Although he may have started this season in the American Hockey League, Logan Shaw knows what it’s like to be in the big leagues.
The Glace Bay, Nova Scotia, native suited up in 53 games for the Florida Panthers during their record-setting 2015-16 campaign. While far from being an offensive threat — he registered seven points off of five goals — the 6-foot-3, 202-pound forward played well in a bottom-six role, even logging 28:30 of short-handed ice time.
Shaw had shown flashes of potential as a two-way player. Given the chance, the right winger could have developed into an effective bottom-line skater, one that occasionally chipped in on offense.
Which makes the decision to trade him all the more perplexing.
Months after re-signing him to a one-year, two-way contract, the Panthers elected to trade Shaw to the Anaheim Ducks last week, netting center Michael Sgarbossa in return. The transaction brings another undersized, offensiviely skilled forward into the fold; but did the Cats need to pull the trigger? Given the state of the franchise’s depth chart, odds are they didn’t.
One glance at their career statlines shows how different Sgarbossa and Shaw’s skillsets are.
Per Elite Prospects, the 6-foot Sgarbossa has scored no fewer than 0.64 points per game in any minor league he’s appeared in. He also plays with an edge — Sgarbossa has averaged a little under a penalty minute per game over the course of his 550 game hockey career.
Shaw, on the other hand, brings something else to the table.
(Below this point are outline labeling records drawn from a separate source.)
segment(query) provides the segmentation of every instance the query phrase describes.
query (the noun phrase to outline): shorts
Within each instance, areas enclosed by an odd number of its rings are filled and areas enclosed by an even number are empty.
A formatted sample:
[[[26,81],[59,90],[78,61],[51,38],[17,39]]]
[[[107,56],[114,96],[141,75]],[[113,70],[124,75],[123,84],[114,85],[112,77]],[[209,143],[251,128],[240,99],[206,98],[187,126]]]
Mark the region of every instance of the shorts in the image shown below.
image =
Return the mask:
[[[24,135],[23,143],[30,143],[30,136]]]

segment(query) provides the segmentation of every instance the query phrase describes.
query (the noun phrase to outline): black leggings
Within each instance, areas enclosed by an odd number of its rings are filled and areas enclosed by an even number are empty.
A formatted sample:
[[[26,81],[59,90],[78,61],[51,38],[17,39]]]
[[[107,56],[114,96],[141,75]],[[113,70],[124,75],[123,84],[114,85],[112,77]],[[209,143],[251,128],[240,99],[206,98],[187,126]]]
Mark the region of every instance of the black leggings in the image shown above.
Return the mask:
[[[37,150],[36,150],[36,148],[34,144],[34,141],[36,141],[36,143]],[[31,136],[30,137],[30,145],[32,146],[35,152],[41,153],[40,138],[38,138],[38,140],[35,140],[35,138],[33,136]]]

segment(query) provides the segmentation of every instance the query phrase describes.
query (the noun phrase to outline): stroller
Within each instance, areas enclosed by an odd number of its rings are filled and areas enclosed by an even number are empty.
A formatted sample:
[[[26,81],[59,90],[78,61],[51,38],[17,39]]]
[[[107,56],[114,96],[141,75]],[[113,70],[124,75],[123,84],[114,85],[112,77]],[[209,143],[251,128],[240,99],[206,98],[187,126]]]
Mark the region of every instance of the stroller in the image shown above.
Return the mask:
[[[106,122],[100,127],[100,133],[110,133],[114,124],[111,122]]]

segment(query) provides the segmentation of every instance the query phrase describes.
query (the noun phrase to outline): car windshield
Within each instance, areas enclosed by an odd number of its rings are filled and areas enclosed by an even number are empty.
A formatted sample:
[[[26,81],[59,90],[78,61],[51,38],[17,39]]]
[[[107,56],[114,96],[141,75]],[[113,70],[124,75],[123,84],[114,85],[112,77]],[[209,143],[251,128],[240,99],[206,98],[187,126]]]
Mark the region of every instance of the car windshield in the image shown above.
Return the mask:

While not as talented with the puck on his stick — his career points per game line hovers around 0.53 — the bulky winger is more disciplined than his counterpart, accruing one fewer NHL penalty minute despite dressing for 34 more games.
Additionally, Sgarbossa’s offensive ability has yet to translate to the NHL level. Goalless through 19 career appearances, the undrafted pivot has only marginally outproduced Shaw, scoring 0.16 points per game to Shaw’s 0.13. Those numbers are further amplified when zone starts are taken into consideration: Shaw, a 2011 third-round draft pick, began his shifts in the offensive zone 48 percent of the time, 10 percentage points fewer than Sgarbossa’s career average and 17.6 percentage points fewer than his average through nine games this year.
What’s more — Sgarbossa’s acquisition adds another undersized, offensively-inclined forward to a system loaded with similar types. According to James Mirtle’s analysis, the Panthers are among the league’s smallest teams, finish 26th and 24th in average height and weight, respectively. Part of that is due to a preponderance of smaller, skilled skaters found on the big league roster; skaters like Denis Malgin (5-foot-9, 177 pounds), Jonathan Marchessault (5-foot-9, 174 pounds) and Vincent Trocheck (5-foot-10, 182 pounds). While the Panthers have a +25 hit differential on the year thus far, the wear and tear of an NHL campaign could eventually take its toll.
Although Sgarbossa plays with grit, the Panthers would benefit more from having a sizeable presence on their checking line, one that has already proven his worth as a depth player. Furthermore, this transaction adds to an organizational glut at the center position, and weakens an already thin right wing depth chart.
While both skaters have suffered from below-average PDO rates over the course of their careers, Shaw has, to this point, been the more effective NHLer.
From a financial standpoint, the trade represents no significant change, as far as cap hits are concerned, Shaw’s deal costs $60,000 more than Sgarbossa’s, but both contracts constitute less than one percent of their respective club’s cap hit. Assuming both skaters remain in the minor leagues throughout the season, this transaction would actually cost the Panthers more money — according to CapFriendly, Sgarbossa’s AHL salary is $5,000 greater than Shaw’s.
In terms of cost-effectiveness, Sgarbossa edges Shaw — using per-game earnings as a baseline, the former’s $45,020.33 price tag per point is roughly $19,000 less than the latter’s. However, that discrepancy can be explained away due to the fact that, since Shaw has appeared in almost triple the games that Sgarbossa has, his career earnings would be higher; and, as such, so would his cost-per-point.
Furthermore, both players were inked to one-year, two-way deals over the summer, and neither would need to clear waivers in order to be reassigned to the AHL. Simply put: Contractual obligations were probably of little importance in this transaction.
And, in light of the statistical differences, that fact won’t do anything to alleviate the confusion of Panthers fans.